Sir ARTHUR FADDEN - Yes, but wages and salaries have risen still more. During 1955-56, retail prices rose, on the average, by 5 per cent. During the same period, wages and salaries rose by 9 per cent. That is an effective answer to the allegation that rising prices have meant declining standards for wage and salary earners. But of course attention cannot be limited to wages and salaries; there are other supplements to income which have to be considered in the overall picture of living standards and living costs. Cash social benefits paid by Australian governments increased between 1954-55 and 1955-56 by nearly £30,000,000, or by 11 per cent. These benefits have operated very significantly to improve the real living standards of wage and salary earners.

It is not true that people who depend wholly or partly on fixed incomes have suffered a net loss from rising prices. Total payments by the Commonwealth to age and invalid pensioners increased during 1955-56 by £13,600,000, or by 15 per cent., although the average number receiving such pensions was only 6 per cent, greater than it was in the year before. In point of fact, these processes have continued all the time that the present Government has held office. Social services benefits provided by the Commonwealth are approximately two and a half times greater to-day than they were in the year that the Government was returned to office. That is to say, they are two and a half times greater than they were under the previous Labour government, although the supporters of that government claim to be the only people who are vigilant on behalf of pensioners.

In 1949-50, expenditure from the National Welfare Fund was £101,000,000. Provision for such expenditure in the current financial year amounts to £226,000,000, or more than twice as much as it was then.
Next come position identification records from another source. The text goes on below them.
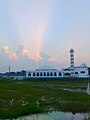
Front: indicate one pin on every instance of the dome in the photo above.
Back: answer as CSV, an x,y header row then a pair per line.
x,y
71,50
45,68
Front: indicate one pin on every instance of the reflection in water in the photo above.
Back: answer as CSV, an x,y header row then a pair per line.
x,y
57,116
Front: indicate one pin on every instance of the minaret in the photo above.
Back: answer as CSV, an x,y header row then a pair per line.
x,y
71,57
72,62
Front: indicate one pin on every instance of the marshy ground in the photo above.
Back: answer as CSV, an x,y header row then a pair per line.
x,y
29,96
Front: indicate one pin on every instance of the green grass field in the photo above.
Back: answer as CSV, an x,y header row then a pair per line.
x,y
29,96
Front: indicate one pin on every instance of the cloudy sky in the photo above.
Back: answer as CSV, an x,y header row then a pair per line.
x,y
38,32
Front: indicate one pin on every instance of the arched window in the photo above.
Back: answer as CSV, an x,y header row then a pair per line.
x,y
67,74
44,74
34,74
29,74
55,74
60,74
40,74
48,74
51,74
37,74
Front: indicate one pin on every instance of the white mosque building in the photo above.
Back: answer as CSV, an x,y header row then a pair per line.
x,y
46,72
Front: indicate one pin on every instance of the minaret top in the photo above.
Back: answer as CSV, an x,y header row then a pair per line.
x,y
71,50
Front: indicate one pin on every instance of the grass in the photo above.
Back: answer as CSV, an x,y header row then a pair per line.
x,y
29,96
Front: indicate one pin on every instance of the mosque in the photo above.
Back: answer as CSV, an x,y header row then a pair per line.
x,y
47,72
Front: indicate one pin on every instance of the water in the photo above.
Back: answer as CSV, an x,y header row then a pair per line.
x,y
55,115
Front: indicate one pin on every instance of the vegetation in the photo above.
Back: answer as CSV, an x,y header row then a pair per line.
x,y
28,96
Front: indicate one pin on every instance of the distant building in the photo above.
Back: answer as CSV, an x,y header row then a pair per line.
x,y
46,71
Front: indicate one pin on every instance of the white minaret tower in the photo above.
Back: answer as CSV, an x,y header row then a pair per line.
x,y
71,57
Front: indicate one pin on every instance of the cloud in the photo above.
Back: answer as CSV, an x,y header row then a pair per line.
x,y
11,55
Increased expenditure is necessary to meet very large increases in the rates of benefits compared with those that existed previously, in addition to expenditure in respect of services, such as the medical benefits scheme, which simply did not exist when this Government took office.

We do not, of course, defend rising prices. We believe, on the contrary, that they must, in the long run, operate against the best interests of the wage and salary earners and of persons whose incomes are limited. However, the fact is undeniable that the position of such people has been more than safeguarded, either by the increased rate of their earnings, or by increases of pensions and other Commonwealth benefits. In other words, those who are most directly affected have "received the greatest degree of consideration, in the way of social services benefits, from this Government.

Mr Cairns - That is quite the opposite of the truth.

Sir ARTHUR FADDEN - I do not know how conversant the honorable member is with the truth, but if he looks at the facts he must see that my contention is correct.